Milliarden-Investitionen in Flughäfen und Schienennetze

Um diese Herausforderungen anzugehen, hat die indische Regierung begonnen, massiv in die Infrastruktur zu investieren. „Allerdings sind die Ergebnisse oft enttäuschend“, so Indiologe Schulz, denn Korruption und eine ineffiziente Bürokratie würden den Fortschritt erheblich verlangsamen. Dennoch investiert der Privatsektor weiterhin Milliardensummen in die Infrastruktur des Landes.

So hat Air India im größten Flugzeugdeal der Geschichte Anfang 2023 250 Jets bei Airbus und fast 300 weitere beim US-Rivalen Boeing bestellt. „Damit will sich Indien mit seinen neu ausgebauten Großflughäfen als internationales Drehkreuz vor allem in Konkurrenz zu Dubai und Doha etablieren“, sagt Schulz.

Zudem hat die indische Regierung von Premierminister Narendra Modi von der regierenden Bharatiya Janata Party (BJP) in den vergangenen Jahren massiv in den Ausbau von Straßen, Schienen und Häfen investiert. Dazu passt, dass die deutsche Reederei Hapag-Lloyd mit 40 Prozent bei J. M. Baxi Ports & Logistics Ltd. eingestiegen ist, einem der führenden indischen Terminal- und Transportdienstleister. Und immer wieder werden milliardenschwere Autobahnausbauprojekte wie das Goldene Viereck zwischen Neu Delhi, Kolkata, Chennai und Mumbai auf den Weg gebracht, während die staatliche Eisenbahngesellschaft Indian Railways im Februar 2023 für drei Milliarden Euro 1.200 neue Lokomotiven bei Siemens Mobility bestellt hat.
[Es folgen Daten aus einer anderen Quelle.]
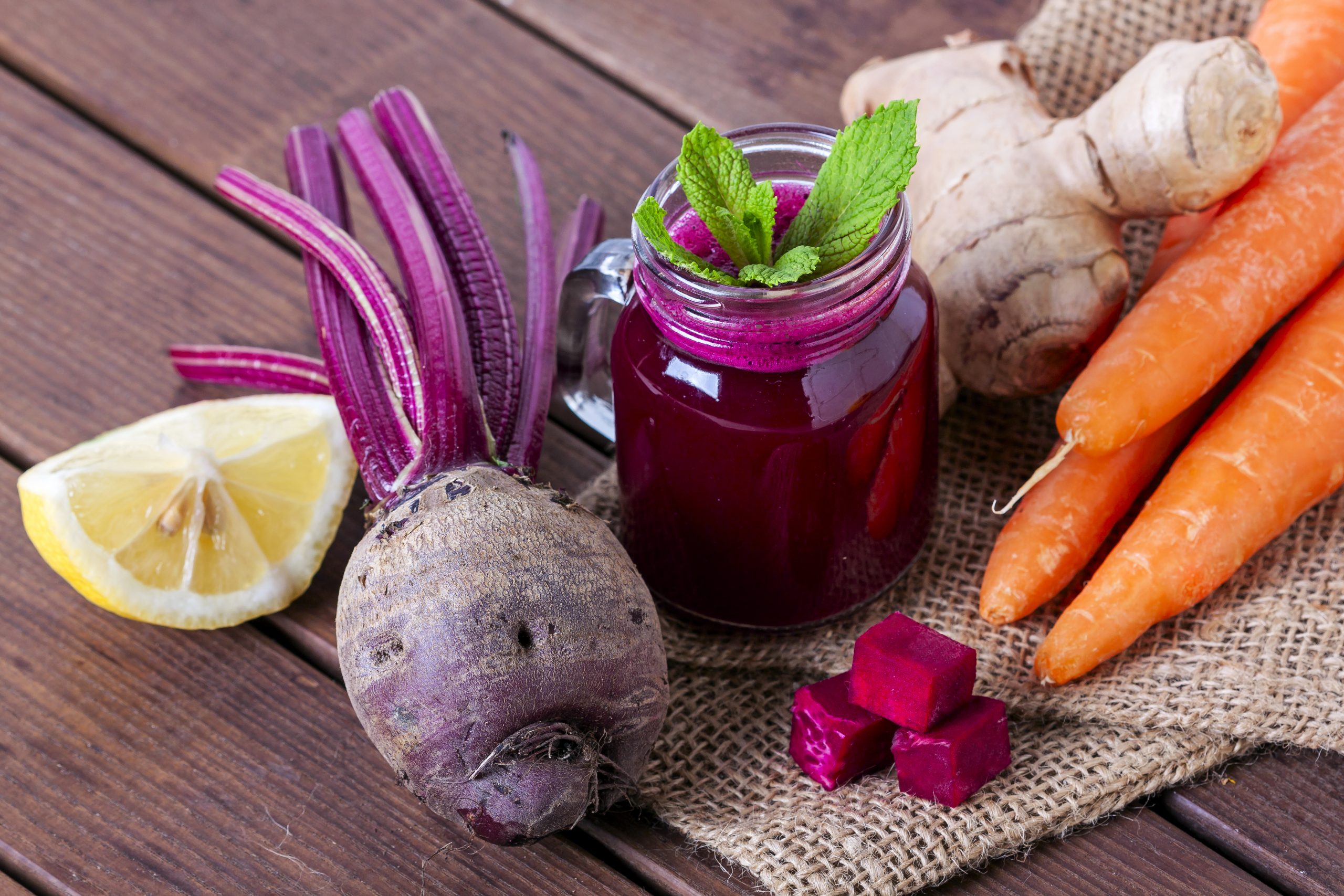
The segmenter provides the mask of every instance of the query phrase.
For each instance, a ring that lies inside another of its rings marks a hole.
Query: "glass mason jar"
[[[835,132],[727,136],[775,183],[780,232]],[[706,238],[675,164],[645,195],[683,242]],[[905,200],[810,282],[712,283],[637,230],[633,269],[610,382],[622,540],[649,588],[699,619],[769,629],[876,596],[918,553],[937,477],[937,314]]]

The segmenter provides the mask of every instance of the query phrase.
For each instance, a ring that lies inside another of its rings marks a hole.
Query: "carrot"
[[[1344,271],[1270,340],[1036,654],[1063,684],[1208,596],[1344,482]]]
[[[1344,81],[1344,0],[1267,0],[1246,35],[1278,81],[1284,130]],[[1144,287],[1208,230],[1218,206],[1167,222]]]
[[[1344,261],[1344,83],[1279,140],[1059,404],[1066,441],[1117,451],[1207,392]]]
[[[980,586],[980,615],[995,625],[1015,622],[1063,591],[1195,430],[1210,403],[1200,399],[1163,429],[1114,454],[1066,457],[999,532]]]
[[[1284,128],[1344,81],[1344,0],[1267,0],[1246,36],[1278,81]]]

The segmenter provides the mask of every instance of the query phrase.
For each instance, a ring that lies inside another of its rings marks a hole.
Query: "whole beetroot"
[[[497,469],[435,477],[370,531],[336,631],[402,783],[499,844],[609,807],[667,712],[657,615],[610,529]]]
[[[323,360],[259,369],[255,351],[195,347],[218,364],[194,375],[335,396],[374,500],[336,617],[351,703],[433,811],[520,844],[634,786],[667,715],[663,638],[612,532],[527,476],[559,298],[536,163],[508,137],[528,247],[519,347],[504,278],[423,109],[399,87],[372,109],[386,144],[363,110],[339,133],[406,296],[348,232],[327,134],[297,128],[286,144],[297,196],[234,168],[216,187],[302,246]],[[581,200],[562,270],[599,231],[601,208]]]

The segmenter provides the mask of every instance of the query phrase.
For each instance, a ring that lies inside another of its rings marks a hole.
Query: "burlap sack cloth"
[[[1056,114],[1085,109],[1150,44],[1243,34],[1257,0],[1047,0],[1019,43]],[[1136,275],[1156,228],[1130,232]],[[978,584],[989,513],[1055,438],[1048,400],[964,395],[942,422],[939,505],[906,578],[856,615],[792,635],[707,635],[664,617],[667,727],[641,805],[781,893],[909,893],[1060,834],[1262,743],[1344,750],[1344,500],[1306,513],[1195,610],[1066,688],[1031,677],[1058,610],[993,629]],[[616,514],[614,476],[582,498]],[[1008,701],[1013,764],[958,809],[875,774],[827,794],[789,760],[793,690],[849,665],[894,610],[980,652]]]

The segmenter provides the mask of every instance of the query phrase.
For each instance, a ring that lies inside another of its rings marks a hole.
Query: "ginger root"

Im letzten Haushalt vor den Parlamentswahlen 2024 lag der Schwerpunkt daher erneut auf der Infrastruktur. Denn die Modi-Regierung plant weitere Eisenbahnprojekte in Höhe von 24 Milliarden US-Dollar. Finanzministerin Sitharaman kündigte zudem Investitionen in den Bau von 50 neuen Flughäfen an, um die regionale Anbindung der Bundesstaaten untereinander zu verbessern. Schulz schränkt jedoch ein: „Stromnetze, Wasserversorgung und Kommunikationsinfrastruktur können in vielen Regionen nicht mit dem wirtschaftlichen Fortschritt Schritt halten.“

72,2 Prozent Plus seit 2021: Der MSCI India

Der MSCI India hat seit 2021 um beeindruckende 72,2 Prozent zugelegt. Diese Entwicklung werde laut Sunil Tirumalai, Analyst bei UBS, durch mehrere Faktoren angetrieben, etwa eine starke Inlandsnachfrage, günstige demografische Bedingungen sowie politische Reformen. Für Tirumalai trage vor allem das robuste Wirtschaftswachstum Indiens maßgeblich zu diesem Anstieg bei. „Die steigende Kaufkraft der wachsenden Mittelschicht und die fortlaufenden Investitionen in die Infrastruktur haben das Vertrauen der Investoren gestärkt“, so Tirumalai. Zudem haben gestiegene ausländische Direktinvestitionen und das Wachstum im Technologiesektor signifikante Beiträge geleistet.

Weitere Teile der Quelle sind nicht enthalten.